Conservation: Rates exclusion provision benefits owners

Formal declaration of a conservation area
A Tsitsikamma property owner no longer has to pay rates, thanks to the implementation of a little-known rates exclusion provision which is designed to promote conservation.

In the news recently was the story of the application for property rates exclusion by an owner of a contract national park which forms part of the Garden Route National park. He was assisted by Wilderness Foundation Africa.

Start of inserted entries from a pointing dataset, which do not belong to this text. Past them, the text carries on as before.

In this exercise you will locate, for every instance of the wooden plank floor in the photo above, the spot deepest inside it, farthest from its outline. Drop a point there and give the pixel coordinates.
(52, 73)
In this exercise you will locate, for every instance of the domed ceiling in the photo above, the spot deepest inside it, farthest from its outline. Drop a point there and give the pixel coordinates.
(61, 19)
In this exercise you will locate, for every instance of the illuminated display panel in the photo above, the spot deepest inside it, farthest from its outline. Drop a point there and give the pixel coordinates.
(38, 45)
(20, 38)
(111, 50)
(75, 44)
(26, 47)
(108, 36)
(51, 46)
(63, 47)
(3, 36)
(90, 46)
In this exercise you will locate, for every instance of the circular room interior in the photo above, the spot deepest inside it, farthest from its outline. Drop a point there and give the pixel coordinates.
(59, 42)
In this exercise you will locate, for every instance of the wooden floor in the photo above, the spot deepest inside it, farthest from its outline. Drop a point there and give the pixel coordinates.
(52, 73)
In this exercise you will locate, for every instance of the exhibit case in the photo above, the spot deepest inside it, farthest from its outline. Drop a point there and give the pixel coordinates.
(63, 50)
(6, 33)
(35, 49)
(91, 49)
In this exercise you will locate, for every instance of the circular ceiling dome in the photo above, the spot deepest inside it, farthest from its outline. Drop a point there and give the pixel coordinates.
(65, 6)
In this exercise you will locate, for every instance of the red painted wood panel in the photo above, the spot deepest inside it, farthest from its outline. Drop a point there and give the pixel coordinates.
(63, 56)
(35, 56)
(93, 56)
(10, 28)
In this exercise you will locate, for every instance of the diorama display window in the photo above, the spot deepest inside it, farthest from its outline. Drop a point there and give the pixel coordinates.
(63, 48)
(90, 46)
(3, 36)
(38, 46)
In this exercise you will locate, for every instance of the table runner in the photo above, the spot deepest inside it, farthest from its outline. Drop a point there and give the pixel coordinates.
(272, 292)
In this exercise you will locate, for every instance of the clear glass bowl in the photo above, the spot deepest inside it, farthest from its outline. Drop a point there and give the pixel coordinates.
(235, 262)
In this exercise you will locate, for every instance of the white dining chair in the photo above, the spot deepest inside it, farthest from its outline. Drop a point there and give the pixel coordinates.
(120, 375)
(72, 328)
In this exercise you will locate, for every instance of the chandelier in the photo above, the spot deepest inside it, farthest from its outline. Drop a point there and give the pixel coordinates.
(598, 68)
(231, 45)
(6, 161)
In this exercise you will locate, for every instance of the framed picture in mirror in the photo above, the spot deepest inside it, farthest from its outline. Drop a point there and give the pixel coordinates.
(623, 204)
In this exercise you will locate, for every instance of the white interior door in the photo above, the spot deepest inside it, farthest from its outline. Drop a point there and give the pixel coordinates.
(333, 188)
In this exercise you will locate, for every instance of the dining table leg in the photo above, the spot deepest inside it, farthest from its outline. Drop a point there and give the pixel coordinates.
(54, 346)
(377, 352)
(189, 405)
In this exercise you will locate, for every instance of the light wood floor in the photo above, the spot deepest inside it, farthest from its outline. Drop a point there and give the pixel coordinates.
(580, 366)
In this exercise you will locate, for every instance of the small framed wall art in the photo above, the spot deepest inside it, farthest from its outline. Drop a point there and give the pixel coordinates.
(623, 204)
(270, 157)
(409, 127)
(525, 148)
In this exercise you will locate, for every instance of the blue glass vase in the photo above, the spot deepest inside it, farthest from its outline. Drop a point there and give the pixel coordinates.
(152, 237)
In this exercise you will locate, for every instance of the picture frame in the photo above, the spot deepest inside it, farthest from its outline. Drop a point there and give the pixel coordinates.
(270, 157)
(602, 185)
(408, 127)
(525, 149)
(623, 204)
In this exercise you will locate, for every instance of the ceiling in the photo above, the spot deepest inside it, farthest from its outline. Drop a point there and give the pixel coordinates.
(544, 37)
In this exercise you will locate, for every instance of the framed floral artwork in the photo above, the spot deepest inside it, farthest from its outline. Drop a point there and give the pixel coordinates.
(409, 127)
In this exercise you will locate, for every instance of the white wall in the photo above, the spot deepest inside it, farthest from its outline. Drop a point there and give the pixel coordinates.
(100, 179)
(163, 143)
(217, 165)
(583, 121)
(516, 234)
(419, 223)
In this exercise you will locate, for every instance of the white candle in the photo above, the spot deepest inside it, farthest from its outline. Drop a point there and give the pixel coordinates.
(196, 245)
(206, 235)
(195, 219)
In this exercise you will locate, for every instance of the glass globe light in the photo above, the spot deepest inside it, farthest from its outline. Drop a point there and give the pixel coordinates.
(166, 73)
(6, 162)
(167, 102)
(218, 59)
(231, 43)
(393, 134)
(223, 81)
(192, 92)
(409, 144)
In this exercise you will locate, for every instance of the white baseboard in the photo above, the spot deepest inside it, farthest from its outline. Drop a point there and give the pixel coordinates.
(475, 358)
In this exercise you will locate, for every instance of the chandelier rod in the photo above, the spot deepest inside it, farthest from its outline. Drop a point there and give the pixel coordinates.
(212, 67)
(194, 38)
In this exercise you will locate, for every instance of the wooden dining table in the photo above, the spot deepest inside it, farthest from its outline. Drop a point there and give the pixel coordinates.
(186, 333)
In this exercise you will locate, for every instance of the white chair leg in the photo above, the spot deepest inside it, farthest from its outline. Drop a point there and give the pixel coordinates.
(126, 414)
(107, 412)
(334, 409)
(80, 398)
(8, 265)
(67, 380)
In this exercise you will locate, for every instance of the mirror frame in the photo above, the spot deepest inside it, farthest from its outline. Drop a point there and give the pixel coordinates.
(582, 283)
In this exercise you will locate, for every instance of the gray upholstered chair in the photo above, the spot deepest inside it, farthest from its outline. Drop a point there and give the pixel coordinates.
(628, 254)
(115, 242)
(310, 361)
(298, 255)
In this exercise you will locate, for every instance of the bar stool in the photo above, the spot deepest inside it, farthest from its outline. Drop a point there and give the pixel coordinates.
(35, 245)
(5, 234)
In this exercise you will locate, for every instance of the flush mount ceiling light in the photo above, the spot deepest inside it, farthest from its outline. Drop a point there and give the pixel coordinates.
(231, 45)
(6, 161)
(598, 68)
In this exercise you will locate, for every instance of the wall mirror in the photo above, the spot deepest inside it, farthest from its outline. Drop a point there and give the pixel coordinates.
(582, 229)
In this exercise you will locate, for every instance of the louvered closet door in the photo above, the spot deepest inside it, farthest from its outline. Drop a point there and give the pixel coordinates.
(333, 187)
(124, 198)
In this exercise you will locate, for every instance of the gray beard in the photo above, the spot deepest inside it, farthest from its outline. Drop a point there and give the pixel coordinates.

The application involved the provisions of section 17(1)(e) of the Municipal Property Rates Act. The section contains a mechanism to assist owners of protected areas on private or communal land by obliging municipalities to exclude such conservation areas from paying municipal property rates. Portions used for commercial agricultural or residential purposes are excluded from the rebate. The provision clearly encourages landowners to formally declare areas as protected and conserve biodiversity. On another conservation note, the Botanical Gardens Expansion Strategy was recently gazetted after it was approved for implementation at a Cabinet meeting held on 18 November 2020.

Certain provinces do not have any botanical gardens yet (North West and Limpopo). There is also no demonstration garden representing the country’s desert biome.  The Strategy will address these shortcomings, amongst other things.

In doing so, government’s intention is to partner with agencies, institutions, private landowners and the management of existing conservation areas with the aim, amongst other things, to minimize the need to acquire ‘new private land on behalf of the state’.